There are two principle ways to withdraw money from a pension. The first is taking an ‘uncrystallised fund pension lump sum’ (UFPLS), where 25% of the withdrawal is tax-free and the remaining 75% is subject to income tax.

The second way is to take a lump sum from flexi-access drawdown – this works by making the first 25% of your pension savings tax-free, and any subsequent withdrawals are then subject to income tax.

When you get a payment from your pension, pension companies collect the tax on your behalf through the Pay As You Earn system (PAYE). However, when you make your first withdrawal you’re likely to be automatically taxed at an ‘emergency rate’, which is often much higher than the normal rate.

This happens because when you take your first pension payment, the pension company won’t have any information about any other income you might have, so you’re taxed as an ‘emergency’ to make sure you’re not paying too little tax.

You’ll be taxed under the assumption that the money you withdraw one month will be the same every month – so, if you’re withdrawing all of your pension pot, you’re going to be taxed as if you had much more money than you do.

We’ve previously written about the details of how this works, and tips on how to avoid a huge tax bill.

Sometimes people won’t notice that they’ve been overtaxed, meaning they could end up losing out on large sums of their pension paying tax they didn’t owe.

Average overpaid tax refund of £2,355

HMRC has refunded more than £334m in overpaid tax from pension savings since pension freedoms were introduced in April 2015.

Almost 142,000 people have been forced to reclaim overpaid tax on their pension during this time, each receiving an average payout of £2,355.
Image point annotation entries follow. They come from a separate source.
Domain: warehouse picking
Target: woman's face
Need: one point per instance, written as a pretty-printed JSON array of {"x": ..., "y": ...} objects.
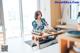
[{"x": 39, "y": 16}]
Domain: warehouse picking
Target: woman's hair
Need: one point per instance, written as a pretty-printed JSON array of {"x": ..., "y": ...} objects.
[{"x": 37, "y": 13}]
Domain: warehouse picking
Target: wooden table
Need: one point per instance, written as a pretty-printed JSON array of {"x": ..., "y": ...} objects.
[{"x": 65, "y": 41}]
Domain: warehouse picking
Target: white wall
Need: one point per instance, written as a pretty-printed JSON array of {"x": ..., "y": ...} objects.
[
  {"x": 1, "y": 12},
  {"x": 45, "y": 8},
  {"x": 66, "y": 12}
]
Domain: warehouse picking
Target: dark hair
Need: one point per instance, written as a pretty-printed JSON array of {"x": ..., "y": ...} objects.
[{"x": 37, "y": 13}]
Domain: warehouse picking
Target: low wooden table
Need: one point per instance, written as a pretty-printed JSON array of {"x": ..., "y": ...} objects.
[{"x": 65, "y": 41}]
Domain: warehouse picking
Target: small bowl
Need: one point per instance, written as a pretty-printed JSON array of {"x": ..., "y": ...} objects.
[{"x": 76, "y": 49}]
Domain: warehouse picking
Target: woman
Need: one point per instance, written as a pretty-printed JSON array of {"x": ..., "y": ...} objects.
[
  {"x": 38, "y": 27},
  {"x": 39, "y": 23}
]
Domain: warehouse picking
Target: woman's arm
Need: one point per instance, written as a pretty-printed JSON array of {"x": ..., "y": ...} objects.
[{"x": 44, "y": 22}]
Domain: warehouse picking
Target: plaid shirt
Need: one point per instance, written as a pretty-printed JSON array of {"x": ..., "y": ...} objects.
[{"x": 40, "y": 28}]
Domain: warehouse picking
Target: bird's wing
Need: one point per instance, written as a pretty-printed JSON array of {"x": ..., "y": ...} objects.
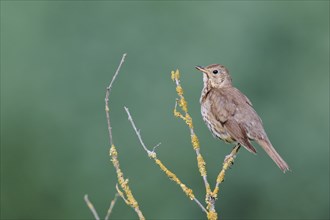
[
  {"x": 224, "y": 106},
  {"x": 239, "y": 134}
]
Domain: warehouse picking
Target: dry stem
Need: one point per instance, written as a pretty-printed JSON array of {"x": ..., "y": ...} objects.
[
  {"x": 152, "y": 154},
  {"x": 112, "y": 204},
  {"x": 130, "y": 200},
  {"x": 91, "y": 207}
]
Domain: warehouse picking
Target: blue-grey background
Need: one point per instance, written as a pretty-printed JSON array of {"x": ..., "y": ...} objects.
[{"x": 57, "y": 58}]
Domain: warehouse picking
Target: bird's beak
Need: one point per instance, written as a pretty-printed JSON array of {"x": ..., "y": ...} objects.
[{"x": 200, "y": 68}]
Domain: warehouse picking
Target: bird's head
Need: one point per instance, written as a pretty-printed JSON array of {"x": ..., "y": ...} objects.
[{"x": 215, "y": 75}]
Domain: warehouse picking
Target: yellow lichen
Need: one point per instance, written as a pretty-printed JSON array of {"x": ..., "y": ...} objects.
[
  {"x": 212, "y": 215},
  {"x": 195, "y": 142},
  {"x": 201, "y": 165},
  {"x": 173, "y": 177},
  {"x": 130, "y": 200}
]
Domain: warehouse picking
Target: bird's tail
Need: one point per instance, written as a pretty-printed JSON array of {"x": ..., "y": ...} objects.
[{"x": 270, "y": 150}]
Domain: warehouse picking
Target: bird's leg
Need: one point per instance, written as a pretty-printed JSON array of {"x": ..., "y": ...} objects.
[{"x": 233, "y": 153}]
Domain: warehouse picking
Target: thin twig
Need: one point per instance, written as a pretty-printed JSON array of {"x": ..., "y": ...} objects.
[
  {"x": 107, "y": 94},
  {"x": 112, "y": 204},
  {"x": 188, "y": 120},
  {"x": 130, "y": 200},
  {"x": 152, "y": 154},
  {"x": 138, "y": 132},
  {"x": 91, "y": 207}
]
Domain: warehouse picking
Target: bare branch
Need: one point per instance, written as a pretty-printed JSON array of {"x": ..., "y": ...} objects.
[
  {"x": 112, "y": 204},
  {"x": 107, "y": 94},
  {"x": 152, "y": 154},
  {"x": 91, "y": 207},
  {"x": 138, "y": 133}
]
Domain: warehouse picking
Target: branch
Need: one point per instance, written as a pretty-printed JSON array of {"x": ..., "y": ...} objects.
[
  {"x": 91, "y": 207},
  {"x": 175, "y": 75},
  {"x": 152, "y": 154},
  {"x": 130, "y": 200},
  {"x": 112, "y": 204},
  {"x": 107, "y": 94}
]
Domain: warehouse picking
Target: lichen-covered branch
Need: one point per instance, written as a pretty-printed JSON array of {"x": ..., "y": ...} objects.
[
  {"x": 175, "y": 75},
  {"x": 127, "y": 194},
  {"x": 91, "y": 207},
  {"x": 152, "y": 154}
]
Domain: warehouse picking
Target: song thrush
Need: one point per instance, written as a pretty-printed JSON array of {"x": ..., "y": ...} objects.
[{"x": 229, "y": 114}]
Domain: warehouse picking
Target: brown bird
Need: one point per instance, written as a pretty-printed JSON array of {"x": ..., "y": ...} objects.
[{"x": 229, "y": 114}]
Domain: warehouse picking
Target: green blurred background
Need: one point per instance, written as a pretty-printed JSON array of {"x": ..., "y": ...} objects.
[{"x": 58, "y": 57}]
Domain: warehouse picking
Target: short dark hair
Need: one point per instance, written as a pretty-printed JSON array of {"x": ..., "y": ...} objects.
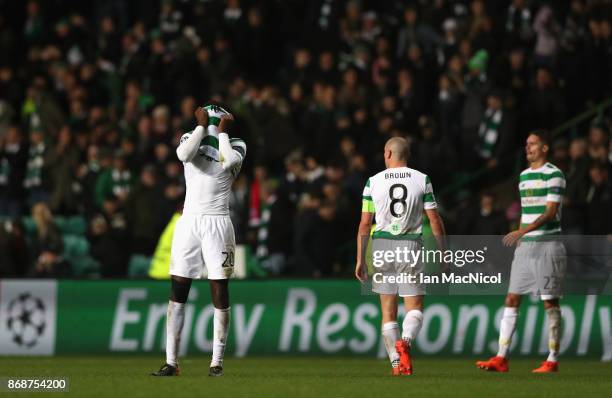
[{"x": 543, "y": 135}]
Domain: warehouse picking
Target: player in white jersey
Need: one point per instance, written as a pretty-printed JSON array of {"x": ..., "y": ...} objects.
[
  {"x": 540, "y": 259},
  {"x": 397, "y": 197},
  {"x": 204, "y": 237}
]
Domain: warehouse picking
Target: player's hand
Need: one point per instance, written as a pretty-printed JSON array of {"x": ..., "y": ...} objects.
[
  {"x": 201, "y": 116},
  {"x": 512, "y": 238},
  {"x": 361, "y": 273},
  {"x": 226, "y": 122}
]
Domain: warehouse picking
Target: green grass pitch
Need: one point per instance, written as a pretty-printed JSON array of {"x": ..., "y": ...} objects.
[{"x": 123, "y": 376}]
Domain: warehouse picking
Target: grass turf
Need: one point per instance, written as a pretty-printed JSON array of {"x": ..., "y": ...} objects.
[{"x": 313, "y": 377}]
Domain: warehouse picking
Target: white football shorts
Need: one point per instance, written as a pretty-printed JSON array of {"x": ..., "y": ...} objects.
[{"x": 203, "y": 243}]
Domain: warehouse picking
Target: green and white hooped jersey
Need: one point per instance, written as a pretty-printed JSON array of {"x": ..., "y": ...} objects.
[
  {"x": 537, "y": 187},
  {"x": 398, "y": 196}
]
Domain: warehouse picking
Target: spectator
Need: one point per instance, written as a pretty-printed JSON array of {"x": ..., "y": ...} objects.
[
  {"x": 47, "y": 246},
  {"x": 142, "y": 211},
  {"x": 490, "y": 220}
]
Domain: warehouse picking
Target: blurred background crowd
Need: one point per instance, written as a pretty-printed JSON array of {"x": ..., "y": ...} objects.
[{"x": 95, "y": 95}]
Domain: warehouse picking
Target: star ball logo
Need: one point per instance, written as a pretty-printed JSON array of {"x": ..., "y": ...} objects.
[{"x": 26, "y": 319}]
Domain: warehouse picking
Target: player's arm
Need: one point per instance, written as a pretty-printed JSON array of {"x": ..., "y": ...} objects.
[
  {"x": 230, "y": 157},
  {"x": 549, "y": 214},
  {"x": 188, "y": 147},
  {"x": 556, "y": 189},
  {"x": 363, "y": 232}
]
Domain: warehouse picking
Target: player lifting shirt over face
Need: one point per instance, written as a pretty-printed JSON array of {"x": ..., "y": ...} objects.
[
  {"x": 398, "y": 196},
  {"x": 204, "y": 236}
]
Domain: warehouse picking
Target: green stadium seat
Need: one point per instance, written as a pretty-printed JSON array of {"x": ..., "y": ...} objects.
[
  {"x": 84, "y": 266},
  {"x": 139, "y": 266},
  {"x": 29, "y": 225},
  {"x": 60, "y": 223},
  {"x": 75, "y": 246}
]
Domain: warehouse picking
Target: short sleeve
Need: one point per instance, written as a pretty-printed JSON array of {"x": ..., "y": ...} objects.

In the last quarter alone, more than 18,000 people have made claims regarding overpaid tax.

Thousands more people could be eligible to claim back their money, so these figures are likely to increase.

Despite the system receiving criticism from the likes of Sir Steve Webb – policy director at Royal London and former pensions minister – who’s previously labelled it as ‘draconian’, the government has refused to make any changes to the way it taxes pension drawdown.

What to do if your pension is overtaxed

If you’ve made a withdrawal from your pension, make sure to check how much you were taxed – both for the months you made withdrawals and the following months.

Our pension tax calculator can help you see how much tax you’ll pay in the 2018-19 tax year, and how your bill will change after 6 April 2019.

If you’ve overpaid tax on your pension, you’ll need to fill out one of the three claim forms.


If you haven’t withdrawn your whole pension pot, and you’re not taking regular payments, use a P55 form. More than 10,500 people submitted this form between July and September this year.


A P53Z form is for those who have decided to drawdown their entire pension pot, and also receive other types of taxable income. Nearly 6,000 people submitted this form in the previous quarter of this year.


The last option is a P50Z form, which is for those who have drawdown their entire pension pot, but don’t receive any other forms of taxable income. More than 2,000 people sent this form in the third quarter of 2018.

In some cases, HMRC will post a P800 form, which details your tax calculation for the year and shows where you might have paid on pension income – but not everyone receives this, so you should still check for yourself.

Is pension drawdown right for you?

While the pension freedoms offer savers more flexibility and control over how and when they can access their pension pots, it’s best to have a plan for your money before you dip into your pot.

Pension drawdown offers more control over how your savings are managed, and means they can continue to grow while they are invested in the stock market, they are still exposed to investment risk and could lose value at any time.

It may not be the best option if you need a guaranteed monthly income.

Before you make a decision, seek qualified financial advice. Your pension pot needs to be able to fund you throughout retirement and old age, and it’s important that you fully understand the risks and consequences of each option.